Pathology collections during the evening were particularly important for the ‘additional availability’ demonstrators and one site reported positive experiences arranging this with a local hospital. Elsewhere, the lack of infrastructure support, in particular ‘back office’ support functions within the voluntary sector was highlighted. A manager employed by the local authority described some of the practical challenges she had faced when working with voluntary organisations; she seemed to lack confidence in the support available to make systems work together:

When they want to get onto the systems and get their emails, sometimes it works, sometimes it doesn’t… and we all have a three way conversation to fix this problem in all the four organisations. That in itself is a ridiculously difficult thing to organise, and I’m struggling with it…(Local Authority Manager)

The time-limited nature of the demonstrators meant that they operated largely within the existing infrastructure, adapting to existing limitations. It was vital therefore that sites considered and planned both the level of necessary support and the level of resource available within external organisations.

Federations and alliances

Recently, groups of GP practices have started working together in more formal ways, often referred to as GP federations, defined as: groups ‘of practices and primary care teams working together, sharing responsibility for developing and delivering high quality, patient-focussed services for their local communities’ [26]. At two demonstrators, services were running through existing federations. Participants here identified several benefits from working as part of a federation: the ability to combine resources; increased population coverage; enhanced professional standards because of peer support and review; and the fostering of a common identity and purpose amongst practices. One pilot achieved full sharing of patient records, with read-write access between practices; this was singled out as resulting from the formal agreement between the practices in the federation:

[name] have full access to the patients’ records. That’s the unique bit. (Manager)

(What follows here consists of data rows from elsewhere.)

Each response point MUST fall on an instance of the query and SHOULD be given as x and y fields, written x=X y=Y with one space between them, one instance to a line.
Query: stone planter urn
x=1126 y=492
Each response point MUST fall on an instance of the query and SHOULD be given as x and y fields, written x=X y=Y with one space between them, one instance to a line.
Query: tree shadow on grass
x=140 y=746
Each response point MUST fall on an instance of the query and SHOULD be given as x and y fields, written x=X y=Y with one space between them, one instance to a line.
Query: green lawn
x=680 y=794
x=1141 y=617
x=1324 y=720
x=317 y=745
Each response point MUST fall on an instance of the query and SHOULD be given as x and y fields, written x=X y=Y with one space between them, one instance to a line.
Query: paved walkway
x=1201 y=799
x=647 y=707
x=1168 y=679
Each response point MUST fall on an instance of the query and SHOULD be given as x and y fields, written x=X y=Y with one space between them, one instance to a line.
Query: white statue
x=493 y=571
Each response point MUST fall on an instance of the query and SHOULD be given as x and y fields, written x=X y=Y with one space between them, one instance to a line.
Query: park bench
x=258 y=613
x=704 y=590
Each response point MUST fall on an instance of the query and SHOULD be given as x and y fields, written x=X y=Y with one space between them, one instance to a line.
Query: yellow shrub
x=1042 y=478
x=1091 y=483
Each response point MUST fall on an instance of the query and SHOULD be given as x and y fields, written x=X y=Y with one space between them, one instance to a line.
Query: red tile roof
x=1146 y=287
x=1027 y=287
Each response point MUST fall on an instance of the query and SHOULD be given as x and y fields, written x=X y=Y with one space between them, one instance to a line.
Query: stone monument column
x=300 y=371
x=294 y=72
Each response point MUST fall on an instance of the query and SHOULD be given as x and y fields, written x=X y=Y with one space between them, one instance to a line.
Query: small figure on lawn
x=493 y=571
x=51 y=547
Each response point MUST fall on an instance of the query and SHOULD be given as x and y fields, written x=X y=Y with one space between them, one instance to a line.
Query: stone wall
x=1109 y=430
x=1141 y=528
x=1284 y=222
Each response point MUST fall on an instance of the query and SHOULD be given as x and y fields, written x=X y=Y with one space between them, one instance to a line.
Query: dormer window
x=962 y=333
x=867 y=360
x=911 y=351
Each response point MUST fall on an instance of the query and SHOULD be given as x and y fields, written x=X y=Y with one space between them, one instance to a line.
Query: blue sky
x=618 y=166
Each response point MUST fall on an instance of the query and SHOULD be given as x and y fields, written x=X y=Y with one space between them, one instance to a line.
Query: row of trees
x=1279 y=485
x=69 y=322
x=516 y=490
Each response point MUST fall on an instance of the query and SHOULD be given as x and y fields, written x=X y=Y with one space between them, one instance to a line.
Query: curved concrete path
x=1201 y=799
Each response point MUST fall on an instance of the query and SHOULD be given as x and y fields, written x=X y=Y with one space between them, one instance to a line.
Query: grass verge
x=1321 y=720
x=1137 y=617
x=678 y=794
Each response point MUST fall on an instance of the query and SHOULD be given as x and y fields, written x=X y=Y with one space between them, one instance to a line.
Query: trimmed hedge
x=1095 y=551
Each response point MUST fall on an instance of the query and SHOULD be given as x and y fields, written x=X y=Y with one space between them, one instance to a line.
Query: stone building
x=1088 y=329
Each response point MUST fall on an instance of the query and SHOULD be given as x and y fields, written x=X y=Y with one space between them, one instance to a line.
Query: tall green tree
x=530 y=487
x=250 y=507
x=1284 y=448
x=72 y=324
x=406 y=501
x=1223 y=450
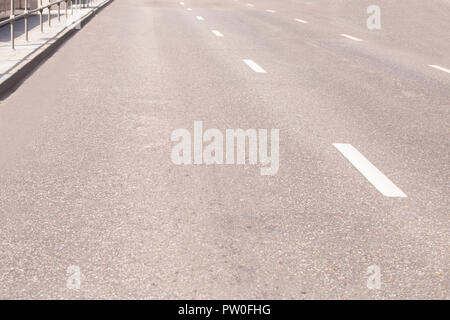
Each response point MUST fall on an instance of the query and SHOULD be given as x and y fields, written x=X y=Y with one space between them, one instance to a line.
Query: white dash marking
x=217 y=33
x=350 y=37
x=301 y=21
x=439 y=68
x=254 y=66
x=368 y=170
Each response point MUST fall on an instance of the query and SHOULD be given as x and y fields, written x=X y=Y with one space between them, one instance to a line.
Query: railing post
x=26 y=20
x=41 y=17
x=12 y=24
x=50 y=16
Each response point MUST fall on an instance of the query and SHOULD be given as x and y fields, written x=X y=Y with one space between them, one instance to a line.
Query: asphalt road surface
x=87 y=182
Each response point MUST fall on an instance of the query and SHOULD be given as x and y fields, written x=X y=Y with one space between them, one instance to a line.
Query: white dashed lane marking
x=301 y=21
x=368 y=170
x=254 y=66
x=350 y=37
x=439 y=68
x=217 y=33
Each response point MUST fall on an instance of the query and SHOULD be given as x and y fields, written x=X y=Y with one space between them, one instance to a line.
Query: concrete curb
x=22 y=70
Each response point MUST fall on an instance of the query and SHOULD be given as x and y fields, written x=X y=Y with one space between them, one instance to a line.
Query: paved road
x=86 y=177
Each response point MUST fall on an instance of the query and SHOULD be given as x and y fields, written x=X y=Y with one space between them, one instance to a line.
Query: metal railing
x=74 y=5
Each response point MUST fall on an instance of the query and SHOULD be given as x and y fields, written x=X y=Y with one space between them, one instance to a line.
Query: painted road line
x=350 y=37
x=301 y=21
x=368 y=170
x=217 y=33
x=439 y=68
x=254 y=66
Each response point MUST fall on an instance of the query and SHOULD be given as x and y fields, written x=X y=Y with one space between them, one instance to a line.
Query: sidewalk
x=25 y=50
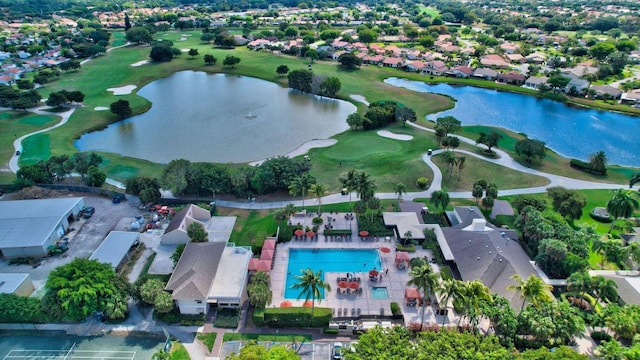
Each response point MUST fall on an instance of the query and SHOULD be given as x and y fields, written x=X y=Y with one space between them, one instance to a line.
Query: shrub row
x=584 y=166
x=296 y=317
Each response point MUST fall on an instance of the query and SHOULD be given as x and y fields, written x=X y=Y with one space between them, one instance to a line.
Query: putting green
x=363 y=146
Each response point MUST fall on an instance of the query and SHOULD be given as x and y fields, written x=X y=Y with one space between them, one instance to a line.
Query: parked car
x=336 y=353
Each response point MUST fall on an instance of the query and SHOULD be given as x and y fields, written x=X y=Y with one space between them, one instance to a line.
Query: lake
x=571 y=131
x=219 y=118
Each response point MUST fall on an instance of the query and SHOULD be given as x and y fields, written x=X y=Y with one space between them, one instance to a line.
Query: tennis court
x=77 y=348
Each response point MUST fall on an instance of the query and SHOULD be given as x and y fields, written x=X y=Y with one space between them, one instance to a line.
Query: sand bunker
x=303 y=149
x=122 y=90
x=140 y=63
x=390 y=135
x=360 y=99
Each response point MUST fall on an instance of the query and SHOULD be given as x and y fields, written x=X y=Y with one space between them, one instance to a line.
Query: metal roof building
x=115 y=247
x=29 y=227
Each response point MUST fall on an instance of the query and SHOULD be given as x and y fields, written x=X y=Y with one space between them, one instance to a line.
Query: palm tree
x=621 y=205
x=349 y=183
x=598 y=162
x=364 y=186
x=533 y=290
x=311 y=285
x=425 y=279
x=300 y=185
x=440 y=198
x=400 y=189
x=319 y=190
x=448 y=290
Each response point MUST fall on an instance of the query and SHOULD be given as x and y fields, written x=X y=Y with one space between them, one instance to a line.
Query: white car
x=336 y=353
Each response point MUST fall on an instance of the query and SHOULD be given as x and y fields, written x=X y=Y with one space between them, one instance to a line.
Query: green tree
x=311 y=286
x=440 y=199
x=533 y=290
x=531 y=149
x=598 y=162
x=196 y=232
x=621 y=205
x=301 y=185
x=425 y=279
x=121 y=108
x=81 y=287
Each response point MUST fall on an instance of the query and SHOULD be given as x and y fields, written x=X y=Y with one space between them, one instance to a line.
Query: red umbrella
x=269 y=244
x=266 y=255
x=253 y=264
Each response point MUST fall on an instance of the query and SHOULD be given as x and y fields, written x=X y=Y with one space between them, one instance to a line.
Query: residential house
x=606 y=92
x=460 y=72
x=536 y=82
x=436 y=68
x=576 y=85
x=512 y=78
x=485 y=74
x=494 y=61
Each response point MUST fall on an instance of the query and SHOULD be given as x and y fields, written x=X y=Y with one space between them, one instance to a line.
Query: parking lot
x=83 y=241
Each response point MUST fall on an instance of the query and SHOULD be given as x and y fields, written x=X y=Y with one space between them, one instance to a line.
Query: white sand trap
x=390 y=135
x=122 y=90
x=360 y=99
x=303 y=149
x=140 y=63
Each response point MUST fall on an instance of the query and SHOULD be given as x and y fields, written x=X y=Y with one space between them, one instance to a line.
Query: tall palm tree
x=349 y=183
x=300 y=185
x=440 y=198
x=533 y=290
x=425 y=279
x=448 y=290
x=621 y=205
x=311 y=285
x=319 y=190
x=364 y=186
x=400 y=189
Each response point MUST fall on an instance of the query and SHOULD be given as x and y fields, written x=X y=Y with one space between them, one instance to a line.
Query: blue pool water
x=328 y=260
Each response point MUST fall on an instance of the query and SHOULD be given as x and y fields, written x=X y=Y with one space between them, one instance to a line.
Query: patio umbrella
x=269 y=244
x=253 y=264
x=266 y=255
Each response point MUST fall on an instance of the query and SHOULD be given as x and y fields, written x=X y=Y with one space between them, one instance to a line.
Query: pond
x=571 y=131
x=219 y=118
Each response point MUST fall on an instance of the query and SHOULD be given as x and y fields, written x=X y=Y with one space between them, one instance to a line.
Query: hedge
x=297 y=317
x=586 y=167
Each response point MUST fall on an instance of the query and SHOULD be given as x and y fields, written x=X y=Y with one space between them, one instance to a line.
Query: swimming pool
x=328 y=260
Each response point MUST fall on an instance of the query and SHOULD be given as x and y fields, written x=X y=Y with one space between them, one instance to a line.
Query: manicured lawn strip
x=476 y=169
x=208 y=339
x=252 y=226
x=35 y=148
x=266 y=337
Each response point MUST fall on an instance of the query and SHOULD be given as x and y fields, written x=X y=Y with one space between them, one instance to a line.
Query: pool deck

In both areas where demonstrators were run by federations, pre-existing relationships and historical joint working between practices were considered important in supporting the federation establishment. At the site with full shared records, previous joint working was seen as essential to this achievement; collaborators were familiar and trusted:

GPs are very protective of their patient data…but because the GPs are shareholders of this organisation…they’ve got a vested interest in this organisation, they work collaboratively and they know who they’re sharing their data with…So in order to get that data sharing agreement you have to have some kind of collaboration going on in the background. (Manager)

As well as these immediate benefits, federations were seen by some as a way to protect primary care in the context of future policy demands, particularly around ‘extended opening hours’ and the associated likely demands on workload:

I think there’s going to be a…coming together of practices. So going forward I can only see the federation will get bigger as individual practices struggle more to meet all the policy demands…if extended hours becomes the norm. It would be become really hard for an individual practice to do that. (Manager)

Demonstrator pilots supported by local federations thus benefitted from existing joint working and trust between practices. Notably, these sites found it easier to overcome some of the challenges associated with IT, IG, workforce and communications than other sites, partly through better established relationships and trust and partly through having a formal mechanism to address such issues.



This study explored the processes of implementing pilots focussed on access, integration and innovative use of technology in primary care through an evaluation of a programme initiated in Greater Manchester. Our analysis identified six factors which were influential in the implementation of the pilots: information technology; information governance; workforce and organisational development; communications and engagement; supporting infrastructure; and federations and alliances. Underpinning all of these factors was the issue of trust; there was consensus amongst our participants that trusting relationships were vital for collaboration.

Strengths and limitations

We accessed the experiences of people working at strategic and operational levels within a range of sectors, therefore gaining multiple perspectives on complex and poorly understood processes. Our interviews were mostly undertaken with people engaged with the pilots and therefore, overall, may represent a more ‘interested’ viewpoint. We did not capture patient experiences directly, which is a limitation of this study, although the quantitative component reported elsewhere included an analysis of items from the national GP Patient Survey [23].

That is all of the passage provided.